Nine Columbia graduate students landed in Amman, Jordan last Friday night, after over 20 hours of travel, to begin the field study component of the NECR K4160 Regional Environmental Sustainability in the Middle East course. Though exhausted, they were eager to get to the hotel to meet students from Tel Aviv University – who had crossed the border earlier in the day – with whom they would be traveling through Israel and Jordan for the next 13 days.

Students in the group represent a mix of nationalities, religions, and life experiences; however, the members share a common passion for environmental sustainability and for learning how countries like Jordan and Israel are cooperating on shared environmental challenges, including water scarcity, the drying up of the Jordan River and the shrinking of the Dead Sea. Since arriving, students have heard from NGOs that are pioneering transboundary efforts to address these environmental problems, and the politicians who will ultimately implement cooperative agreements.

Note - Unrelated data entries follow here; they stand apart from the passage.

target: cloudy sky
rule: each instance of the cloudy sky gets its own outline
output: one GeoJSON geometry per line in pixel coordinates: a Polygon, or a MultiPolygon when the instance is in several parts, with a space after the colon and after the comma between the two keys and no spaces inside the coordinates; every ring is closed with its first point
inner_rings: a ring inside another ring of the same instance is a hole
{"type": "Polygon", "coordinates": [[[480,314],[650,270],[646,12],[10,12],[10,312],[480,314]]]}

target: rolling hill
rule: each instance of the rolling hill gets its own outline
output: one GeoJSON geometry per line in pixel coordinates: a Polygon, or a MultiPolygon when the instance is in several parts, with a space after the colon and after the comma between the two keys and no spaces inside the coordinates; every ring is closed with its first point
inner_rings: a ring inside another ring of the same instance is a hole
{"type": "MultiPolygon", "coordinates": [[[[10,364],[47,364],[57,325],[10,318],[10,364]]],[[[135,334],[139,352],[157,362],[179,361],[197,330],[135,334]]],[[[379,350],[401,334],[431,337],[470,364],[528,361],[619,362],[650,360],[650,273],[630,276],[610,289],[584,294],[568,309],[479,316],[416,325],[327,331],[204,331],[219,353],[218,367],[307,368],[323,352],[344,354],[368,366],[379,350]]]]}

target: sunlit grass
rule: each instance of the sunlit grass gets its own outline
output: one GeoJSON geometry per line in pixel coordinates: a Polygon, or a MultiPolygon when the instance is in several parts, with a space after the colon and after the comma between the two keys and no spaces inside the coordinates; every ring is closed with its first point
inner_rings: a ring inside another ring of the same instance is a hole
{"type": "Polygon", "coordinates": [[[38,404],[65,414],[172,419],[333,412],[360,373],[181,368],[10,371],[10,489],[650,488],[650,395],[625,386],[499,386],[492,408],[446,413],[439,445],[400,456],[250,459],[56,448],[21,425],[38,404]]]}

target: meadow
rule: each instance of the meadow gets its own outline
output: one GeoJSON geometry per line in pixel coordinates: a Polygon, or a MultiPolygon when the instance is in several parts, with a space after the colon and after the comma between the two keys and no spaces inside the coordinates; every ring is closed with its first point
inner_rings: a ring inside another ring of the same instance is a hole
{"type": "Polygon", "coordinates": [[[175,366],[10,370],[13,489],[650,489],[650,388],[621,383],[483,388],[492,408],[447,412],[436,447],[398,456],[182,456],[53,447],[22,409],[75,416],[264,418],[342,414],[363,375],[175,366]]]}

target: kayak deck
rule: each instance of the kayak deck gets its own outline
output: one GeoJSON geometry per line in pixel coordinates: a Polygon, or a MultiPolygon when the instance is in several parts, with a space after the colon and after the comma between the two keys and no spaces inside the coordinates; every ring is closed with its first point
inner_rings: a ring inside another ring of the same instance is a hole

In Amman, the students met with Munqeth Mehyar, Jordanian Director of EcoPeace Middle East. EcoPeace brings together Israelis, Jordanians and Palestinians to advance both sustainable regional development and the creation of necessary conditions for lasting peace in the region.  Mehyar shared the NGO’s vision for rehabilitating the Jordan River – a site of ecological, historical, and religious importance — which has become extremely polluted and has lost more than 96% of its natural flow over the past fifty years. The decrease in flow is due to overuse by Israel, Syria and Jordan, who have diverted freshwater to use for drinking and agriculture. In some cases, water has allegedly been diverted as retaliation for political reasons. Pollution of the river comes from solid waste and wastewater, both from riparian industries and local municipalities. The end result is that less freshwater flows into the river and the water that remains is increasingly polluted.  The environmental and economic impacts extend further to the Dead Sea, since the Jordan River is its main source of water. The Dead Sea – the lowest point on Earth — is shrinking by 1 meter each year and is also a site of ecological, economic and touristic importance for both Jordan and Israel.

image1_revisedAt the invitation of EcoPeace, students had the incredible opportunity to attend an international conference later in the week at the Dead Sea, about how to overcome these environmental problems. At the conference, EcoPeace publically unveiled its Regional Master Plan for Sustainable Development in the Jordan Valley. Attendees included ministers and ambassadors from Israel, Palestine, Jordan, and the European Union, and donors. The plan outlined 127 interventions at a cost of 4.58 million USD through 2050, for rehabilitating the Jordan River. Goals included: eliminating pollution and establishing urban infrastructure; improving the use and efficiencies of water; establishing a governance structure for the Jordan River Valley; and restoring the ecological status of the Jordan River Valley to support tourism and economic development, and to restore its cultural heritage.


It was clear from the speeches that it is impossible to separate politics from environmental issues, but the mere presence of such high-level decision makers was testament to a regional commitment to finding joint solutions to these shared problems. Though the plan is built upon several optimistic assumptions, one of which is the creation of a Palestinian state by 2020, it is a strong advocacy tool that is already working to bring the governments of Israel, Palestine and Jordan to the table.


This course is jointly offered by Columbia University’s Earth Institute and School of Continuing Education, in partnership with the Porter School of Environmental Studies at Tel Aviv University.